CASA DE RICARDO, DIA QUATRO

Chega a casa sem que a mãe note o calção rasgado e os dedos sujos. Está contente, possuído de plenitude de segredo partilhado. Depois de tomar banho não voltará a sair e (estranhamente) não fará cara feia perante as muitas regras e imposições. Após a refeição, entra sozinho no quarto e recomeça a sonhar.

DESAPARECIMENTO

Como porteiro nunca me tinha passado um caso assim pelas mãos. Luciana, a senhora mulata baixinha chegou ao fim da tarde e fomos pela filha dela mas qual filha qual quê!.. Varremos o recinto de lés a lés, procurámos, perguntámos, vasculhámos salas e a miúda não estava em lugar nenhum.

Ela olhou-me e senti-lhe a aflição no rosto. Disse-lhe que não era nada, que se sentasse, que tivesse calma. Logo tudo se resolveria. Sem saber bem o que fazer, perguntei se queria um copo de água. Quero sim, por favor. E eu fui lá.

Vinha a chegar, copo na mão, quando vi a outra senhora. Mais alta (devia ter bem palmo e meio a mais que Luciana), loira, óculos escuros da moda, cabelo apanhado, ar elegante – uma executiva dessas todas cheias de tiques e modernices.

“O senhor é que é o responsável pela segurança?”

Disse que responsável, responsável não o era de todo uma vez que não me cabia a mim a feitura de políticas e regulamentos. Simples porteiro, meu trabalho limitava-se a vigiar entradas e saídas, pedir identificações e prestar esclarecimentos, certificar-me de que estava tudo nos conformes. Tentei convence-la, mas não me pareceu muito persuadida com a explicação.

“O senhor deve ser é um incompetente. Como é possível? Andamos nós a pagar para estarmos descansados. Confiamos em vocês e no fim de tudo acontece isto.”

Retorqui que era a primeira vez que acontecia algo do género. Que além do filho dela também desaparecera uma menina. Que a mãe dela era aquela senhora que estava sentada em frente e certamente estava nos mesmos ou maiores cuidados. E foi um erro ter feito aquela comparação.

“O senhor não deve estar a falar a sério… Quer-me comparar aquela ali? Já viu o aspecto? Aquilo é gentinha que sabe mais tê-los que cuida-los. Julgam que é só fazer e fazem. Depois que se dane…”

Escusado argumentar com gente assim, sabichões que já sabem tudo à partida. Poderia ter dito tanta coisa: que não era bem assim, que ela falava do que não conhecia, que o que estava fazendo era discriminação e esse era sempre o caminho mais fácil. Poderia ter dito mas não disse. Limitei-me a encara-la e retorquir

“A senhora sente-se e acalme. Vou pedir ajuda para ver se encontramos o seu filho”

CATÁLOGO DE INSECTOS

Descobriram-nos duas horas depois nuns terrenos à beira-rio. Ricardo estava de joelhos e apontava, dava indicação do que fazer. Quanto à menina, esta empunhava o bloco de notas e parecia desenhar.

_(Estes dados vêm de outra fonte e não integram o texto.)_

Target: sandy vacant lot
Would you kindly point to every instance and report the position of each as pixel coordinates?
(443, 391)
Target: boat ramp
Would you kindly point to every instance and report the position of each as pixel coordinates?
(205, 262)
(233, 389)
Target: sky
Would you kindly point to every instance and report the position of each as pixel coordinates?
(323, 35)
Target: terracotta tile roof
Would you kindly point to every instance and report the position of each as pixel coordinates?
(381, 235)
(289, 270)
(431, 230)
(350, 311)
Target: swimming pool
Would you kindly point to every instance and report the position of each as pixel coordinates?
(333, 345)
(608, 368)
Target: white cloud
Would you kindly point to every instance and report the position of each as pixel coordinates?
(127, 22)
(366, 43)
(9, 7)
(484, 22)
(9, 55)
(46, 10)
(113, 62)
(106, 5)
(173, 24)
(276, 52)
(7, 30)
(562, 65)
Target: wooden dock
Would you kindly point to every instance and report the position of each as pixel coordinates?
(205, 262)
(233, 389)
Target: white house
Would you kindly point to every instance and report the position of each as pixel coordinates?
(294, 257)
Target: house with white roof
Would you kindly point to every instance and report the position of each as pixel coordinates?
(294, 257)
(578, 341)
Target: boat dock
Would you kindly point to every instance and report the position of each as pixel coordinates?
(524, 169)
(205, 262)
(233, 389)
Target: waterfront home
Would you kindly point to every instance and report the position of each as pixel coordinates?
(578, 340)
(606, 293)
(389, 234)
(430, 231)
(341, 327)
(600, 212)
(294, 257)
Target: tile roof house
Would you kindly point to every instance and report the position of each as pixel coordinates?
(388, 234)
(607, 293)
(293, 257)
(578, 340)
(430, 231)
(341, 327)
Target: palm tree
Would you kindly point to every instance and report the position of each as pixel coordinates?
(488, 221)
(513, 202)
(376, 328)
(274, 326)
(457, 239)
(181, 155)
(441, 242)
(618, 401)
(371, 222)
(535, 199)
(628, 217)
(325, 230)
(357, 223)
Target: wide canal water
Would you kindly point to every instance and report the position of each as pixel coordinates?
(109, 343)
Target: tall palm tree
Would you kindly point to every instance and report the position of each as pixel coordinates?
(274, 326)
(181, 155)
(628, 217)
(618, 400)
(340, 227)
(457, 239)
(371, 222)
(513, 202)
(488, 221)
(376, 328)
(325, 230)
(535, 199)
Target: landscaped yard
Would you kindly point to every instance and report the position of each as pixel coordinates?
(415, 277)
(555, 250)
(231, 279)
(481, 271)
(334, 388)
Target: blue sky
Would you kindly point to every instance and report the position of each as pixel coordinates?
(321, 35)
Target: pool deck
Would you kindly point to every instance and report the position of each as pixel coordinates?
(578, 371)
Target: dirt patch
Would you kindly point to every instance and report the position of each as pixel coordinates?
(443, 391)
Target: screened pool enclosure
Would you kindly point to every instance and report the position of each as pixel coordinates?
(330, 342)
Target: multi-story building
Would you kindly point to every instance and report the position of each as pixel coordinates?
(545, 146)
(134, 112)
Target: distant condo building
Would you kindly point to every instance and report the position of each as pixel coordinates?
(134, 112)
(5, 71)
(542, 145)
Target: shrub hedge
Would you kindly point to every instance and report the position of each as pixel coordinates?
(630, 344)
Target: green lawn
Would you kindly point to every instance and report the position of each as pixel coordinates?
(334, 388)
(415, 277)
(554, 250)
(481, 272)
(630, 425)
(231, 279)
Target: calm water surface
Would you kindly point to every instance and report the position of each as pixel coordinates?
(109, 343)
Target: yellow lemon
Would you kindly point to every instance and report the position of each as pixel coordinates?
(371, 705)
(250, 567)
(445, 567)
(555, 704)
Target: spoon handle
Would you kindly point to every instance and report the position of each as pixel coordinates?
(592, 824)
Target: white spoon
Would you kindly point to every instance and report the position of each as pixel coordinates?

Entregaram-nos às mães e foram-se na pressa. Deixaram comigo o bloco de notas pequeno de capa vermelho-escura e papel pautado. Cheio de desenhos e descrições maravilhosas.

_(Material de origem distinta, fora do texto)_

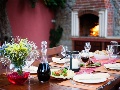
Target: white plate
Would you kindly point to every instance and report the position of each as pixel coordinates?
(100, 57)
(32, 70)
(91, 78)
(70, 74)
(57, 60)
(92, 81)
(115, 66)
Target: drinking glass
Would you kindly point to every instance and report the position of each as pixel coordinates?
(115, 48)
(85, 57)
(110, 50)
(65, 56)
(87, 46)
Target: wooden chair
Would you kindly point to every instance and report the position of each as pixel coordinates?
(51, 52)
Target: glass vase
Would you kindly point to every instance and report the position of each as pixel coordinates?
(16, 78)
(43, 71)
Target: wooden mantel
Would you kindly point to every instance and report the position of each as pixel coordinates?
(97, 43)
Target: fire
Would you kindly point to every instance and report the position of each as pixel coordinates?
(94, 31)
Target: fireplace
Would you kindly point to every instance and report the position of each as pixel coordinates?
(89, 25)
(98, 12)
(88, 15)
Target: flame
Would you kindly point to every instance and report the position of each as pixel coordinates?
(94, 31)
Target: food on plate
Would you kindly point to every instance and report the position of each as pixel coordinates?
(91, 64)
(60, 72)
(103, 52)
(97, 64)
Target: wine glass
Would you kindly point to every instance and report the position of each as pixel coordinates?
(85, 57)
(87, 46)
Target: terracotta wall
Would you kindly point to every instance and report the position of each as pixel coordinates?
(31, 23)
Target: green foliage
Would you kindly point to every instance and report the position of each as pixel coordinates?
(55, 36)
(54, 4)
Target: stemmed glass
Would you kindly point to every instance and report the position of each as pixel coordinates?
(85, 57)
(87, 46)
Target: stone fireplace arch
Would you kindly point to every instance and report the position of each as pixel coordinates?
(102, 14)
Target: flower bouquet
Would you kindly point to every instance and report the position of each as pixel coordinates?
(18, 51)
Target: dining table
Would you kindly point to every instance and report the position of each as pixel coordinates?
(112, 83)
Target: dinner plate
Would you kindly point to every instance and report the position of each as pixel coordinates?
(91, 78)
(32, 69)
(59, 60)
(115, 66)
(100, 57)
(70, 74)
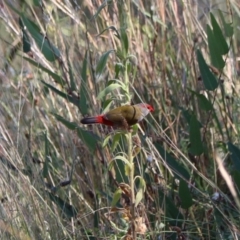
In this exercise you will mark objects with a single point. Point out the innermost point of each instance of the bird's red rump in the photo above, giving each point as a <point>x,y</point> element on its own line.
<point>98,119</point>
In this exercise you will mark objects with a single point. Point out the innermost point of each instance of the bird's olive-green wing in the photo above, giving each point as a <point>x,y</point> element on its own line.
<point>123,113</point>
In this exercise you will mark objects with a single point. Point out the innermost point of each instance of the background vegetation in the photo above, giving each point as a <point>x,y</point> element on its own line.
<point>62,60</point>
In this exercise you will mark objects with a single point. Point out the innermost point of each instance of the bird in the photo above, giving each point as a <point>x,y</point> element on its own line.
<point>122,117</point>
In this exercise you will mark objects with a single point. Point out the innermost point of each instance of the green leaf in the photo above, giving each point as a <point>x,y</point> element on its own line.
<point>236,176</point>
<point>116,196</point>
<point>107,90</point>
<point>83,93</point>
<point>37,3</point>
<point>228,28</point>
<point>105,141</point>
<point>66,208</point>
<point>139,196</point>
<point>140,191</point>
<point>179,171</point>
<point>187,113</point>
<point>235,155</point>
<point>50,52</point>
<point>124,41</point>
<point>25,38</point>
<point>196,147</point>
<point>88,138</point>
<point>185,195</point>
<point>215,55</point>
<point>221,43</point>
<point>56,77</point>
<point>209,80</point>
<point>72,80</point>
<point>102,62</point>
<point>103,5</point>
<point>116,140</point>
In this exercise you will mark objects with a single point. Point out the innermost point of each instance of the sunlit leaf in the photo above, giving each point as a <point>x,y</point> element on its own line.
<point>83,93</point>
<point>235,155</point>
<point>196,147</point>
<point>116,196</point>
<point>209,80</point>
<point>185,195</point>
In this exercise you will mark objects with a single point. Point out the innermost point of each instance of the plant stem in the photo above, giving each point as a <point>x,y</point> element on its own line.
<point>131,182</point>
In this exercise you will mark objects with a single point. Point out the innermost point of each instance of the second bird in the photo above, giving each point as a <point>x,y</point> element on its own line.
<point>123,116</point>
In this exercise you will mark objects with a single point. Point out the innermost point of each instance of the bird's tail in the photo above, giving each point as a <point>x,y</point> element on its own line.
<point>92,120</point>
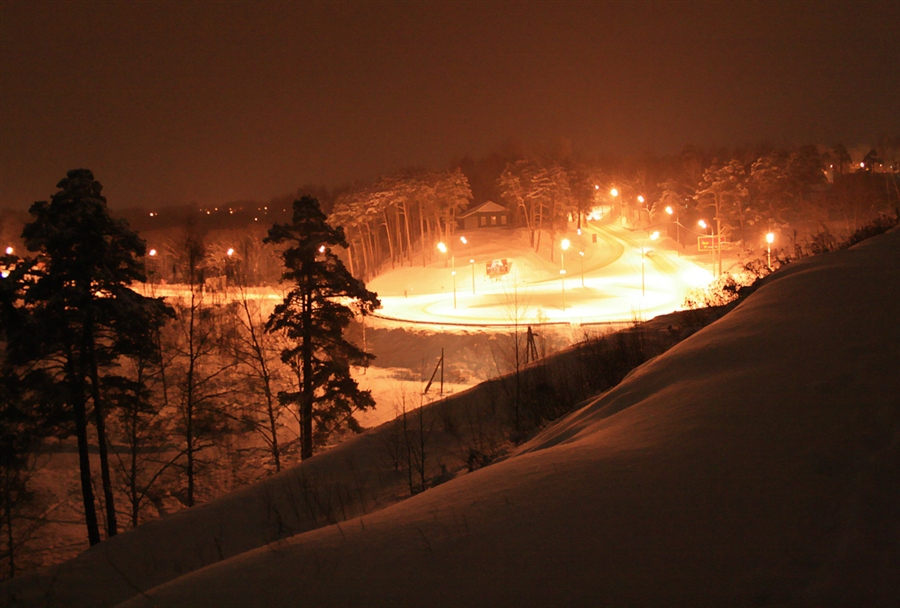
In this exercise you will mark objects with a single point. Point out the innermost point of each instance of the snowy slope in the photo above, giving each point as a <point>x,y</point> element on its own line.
<point>757,462</point>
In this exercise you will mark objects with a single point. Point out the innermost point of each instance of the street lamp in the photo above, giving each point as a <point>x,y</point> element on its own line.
<point>671,211</point>
<point>453,274</point>
<point>653,237</point>
<point>712,249</point>
<point>565,244</point>
<point>443,249</point>
<point>581,253</point>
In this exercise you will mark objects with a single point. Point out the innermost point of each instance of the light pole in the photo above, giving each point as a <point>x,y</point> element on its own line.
<point>712,248</point>
<point>453,274</point>
<point>565,244</point>
<point>671,211</point>
<point>581,253</point>
<point>653,237</point>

Ao folheá-lo, sorri logo no contacto com o título:

Catálogo de insectos, ilustrações de Sheila Mendes e redacção de Ricardo Morais

Então, a leitura das garatujas e a observação dos desenhos infantis transportaram-me para um universo paralelo e utópico. Apercebi-me sem grande surpresa de como as crianças são ponto de encontro entre realidades diferentes em mundo globalizado onde é cada vez mais evidente sermos nós os insectos: Seres viventes, realidades actuantes devidamente estudadas e catalogadas. Tudo muito bem preparado para conferir facilmente o maior proveito a alguns (poucos).